Diriger les capitaux là où ils sont utiles à la transition écologique

Fonds à impact, double matérialité, green premium et brown discount… le monde de l’investissement immobilier est engagé dans sa transition écologique. Pour Xavier Jongen, les choses pourraient aller plus vite qu’on le croit.

Équipe ADEQUATION

Publié le 10/10/2022

 
ITW

Xavier Jongen dirige Catella Residential Investment Management (CRIM) qui gère depuis Berlin plus de 7 milliards d’euros d’actifs dans 11 pays européens. CRIM a lancé en 2022 son deuxième fonds immobilier résidentiel à impact. Il va financer la construction de 100 tours d’habitation à énergie positive (dont 50 en France) développées par la société française Elithis dans les 10 à 12 ans à venir.

Comment ce projet de fonds est-il né ?

Cela remonte à 2019. Elithis nous a alors fait visiter sa tour de Strasbourg, qui était une sorte de proof of concept. Ce concept était et reste encore unique en Europe, tant par son design que par son approche holistique et ses performances énergétiques. Mais, surtout, nous sommes convaincus que toute l’industrie immobilière doit tendre vers ce type de produits. Il ne faut même pas s’arrêter à la tour en tant que telle : ce qui compte c’est d’abord le message qu’elle porte.

Quel est ce message ?

Le monde de l'immobilier change très, très lentement et très peu. Mais pendant ce temps-là, le secteur émet le tiers des gaz à effet de serre à l’échelle mondiale !

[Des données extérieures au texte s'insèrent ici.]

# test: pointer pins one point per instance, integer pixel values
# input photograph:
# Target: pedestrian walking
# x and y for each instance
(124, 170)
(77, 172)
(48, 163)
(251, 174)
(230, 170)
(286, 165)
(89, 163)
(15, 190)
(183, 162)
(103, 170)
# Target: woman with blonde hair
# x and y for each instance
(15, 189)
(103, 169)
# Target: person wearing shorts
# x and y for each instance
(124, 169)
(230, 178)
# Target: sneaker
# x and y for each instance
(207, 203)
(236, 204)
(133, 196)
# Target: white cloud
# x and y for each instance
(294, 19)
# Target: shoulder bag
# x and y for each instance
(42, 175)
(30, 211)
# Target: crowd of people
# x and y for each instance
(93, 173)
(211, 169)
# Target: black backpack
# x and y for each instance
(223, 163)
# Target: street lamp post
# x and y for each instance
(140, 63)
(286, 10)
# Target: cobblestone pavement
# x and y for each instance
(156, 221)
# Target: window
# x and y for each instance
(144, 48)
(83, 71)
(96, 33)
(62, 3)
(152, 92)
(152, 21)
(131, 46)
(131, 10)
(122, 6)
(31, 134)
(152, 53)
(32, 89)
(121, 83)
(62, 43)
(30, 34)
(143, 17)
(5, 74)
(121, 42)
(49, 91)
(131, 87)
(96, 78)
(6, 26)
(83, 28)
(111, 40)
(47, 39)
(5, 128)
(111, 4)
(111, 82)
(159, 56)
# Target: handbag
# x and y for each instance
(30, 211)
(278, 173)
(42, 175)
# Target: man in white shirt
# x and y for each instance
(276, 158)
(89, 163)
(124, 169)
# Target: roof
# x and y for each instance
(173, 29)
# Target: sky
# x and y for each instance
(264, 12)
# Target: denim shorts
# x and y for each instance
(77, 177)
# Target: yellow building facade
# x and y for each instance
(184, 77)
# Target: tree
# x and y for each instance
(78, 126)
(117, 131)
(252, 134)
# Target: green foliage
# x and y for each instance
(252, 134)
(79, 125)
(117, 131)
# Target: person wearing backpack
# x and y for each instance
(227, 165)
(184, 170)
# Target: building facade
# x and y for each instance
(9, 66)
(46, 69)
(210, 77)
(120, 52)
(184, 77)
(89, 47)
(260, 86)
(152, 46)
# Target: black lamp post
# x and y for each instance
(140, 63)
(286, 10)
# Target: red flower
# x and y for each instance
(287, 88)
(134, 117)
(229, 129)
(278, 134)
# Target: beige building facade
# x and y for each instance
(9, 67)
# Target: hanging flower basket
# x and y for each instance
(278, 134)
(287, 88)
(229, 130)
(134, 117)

Notre responsabilité est très grande. Nous devons diriger les capitaux là où ils sont utiles à la transition écologique. Un capitalisme éclairé, modifié peut être moteur, à condition de passer d’un système où seul le rendement financier compte à un système qui tienne compte des externalités des investissements.

the Elithis tower in Saint-Etienne. copyright : ARCHITECT : PETITDIDIERPRIOUX

 

 

The Elithis tower in Saint-Etienne,  

©PETITDIDIERPRIOUX

Est-ce cela, le principe du fonds à impact ?

On peut le définir de plusieurs manières, dont certaines sont très techniques et juridiques. Je préfère vous en parler en disant que le fonds à impact s’attaque à la notion d’incertitude.

La théorie ultra dominante, qui sous-tend toutes les stratégies d’investissement depuis au moins les années 1970, est celle développée par l’économiste américain Harry Markowitz. Elle sert notamment à faire des choix de diversification. Cette théorie lie le rendement de l’actif au niveau de risque encouru par l’investissement, et ce risque est apprécié, c’est cela qui est important pour le sujet qui nous occupe, en fonction de la volatilité des rendements déjà observés.

C’est une approche très mathématique qui est certes magnifique, mais qui a cet inconvénient énorme de ne pas du tout s’intéresser aux causes de la volatilité des rendements passés, donc aux causes de l’incertitude quant aux rendements futurs. La théorie est complètement agnostique là-dessus. Qu' est ce qui explique que le monde soit instable ? Ça lui est indifférent. Autrement dit, l’économie, l'écologie et la société ne pèsent aucun poids dans les décisions d’investissement basées sur cette théorie.

On comprend bien que si telles sont les prémisses des raisonnements des investisseurs, il n’est pas possible de diriger les capitaux vers le financement de la transition écologique.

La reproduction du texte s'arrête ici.